Patrick Spencer says he has had two epiphanies in his life.
One was when he met his wife, Libby. Another was when he walked into the cork forest of Portugal.
At the time, Patrick was the sustainability coordinator with Willamette Valley Vineyards in Turner. He was invited by one of the winery’s cork suppliers to see close up how cork is harvested for wine bottle closures.
“It was an ah-ha moment for me,” Patrick said.
At TEDxSalem, Patrick will take us to that moment of illumination.
Sustainability and oneophilia are two of many things that make Oregon special, and often we and the rest of the country have combined the two passions.
At some point, that has led to an avoidance of corked bottles and a popularization of plastic closures and aluminum screw caps.
Well, what if there isn’t a shortage of cork? What if cork forests are strong and thriving?
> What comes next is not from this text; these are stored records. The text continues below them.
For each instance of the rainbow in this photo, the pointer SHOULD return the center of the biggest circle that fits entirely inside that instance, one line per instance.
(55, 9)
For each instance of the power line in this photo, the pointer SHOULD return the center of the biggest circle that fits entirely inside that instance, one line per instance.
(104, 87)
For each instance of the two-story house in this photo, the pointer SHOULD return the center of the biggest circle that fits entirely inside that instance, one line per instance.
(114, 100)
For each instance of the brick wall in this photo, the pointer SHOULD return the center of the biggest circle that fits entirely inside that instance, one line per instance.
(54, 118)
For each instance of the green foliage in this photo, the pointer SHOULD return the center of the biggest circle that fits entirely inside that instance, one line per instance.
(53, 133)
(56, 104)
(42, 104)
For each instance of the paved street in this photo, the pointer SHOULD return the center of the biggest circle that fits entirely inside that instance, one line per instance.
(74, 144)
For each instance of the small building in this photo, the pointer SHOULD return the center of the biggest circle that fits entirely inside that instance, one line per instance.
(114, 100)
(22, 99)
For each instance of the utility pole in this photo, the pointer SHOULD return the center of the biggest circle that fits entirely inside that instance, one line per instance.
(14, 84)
What if I told you that those who are in the cork industry are probably the greatest stewards of this natural resource?
Today, Patrick is the executive director of Cork Forest Conservation Alliance, a Salem-based global nonprofit that works to educate on and protect the cork forests of Europe and North Africa.
The 5-year-old organization runs the largest cork recycling program in the U.S. and it was recently awarded special consultative status to the Economic and Social Council of the United Nations.
So why is a Salem-based man advocating for cork forests and their stewards thousands of miles away from home?
“What we do locally really affects the world globally,” Patrick says.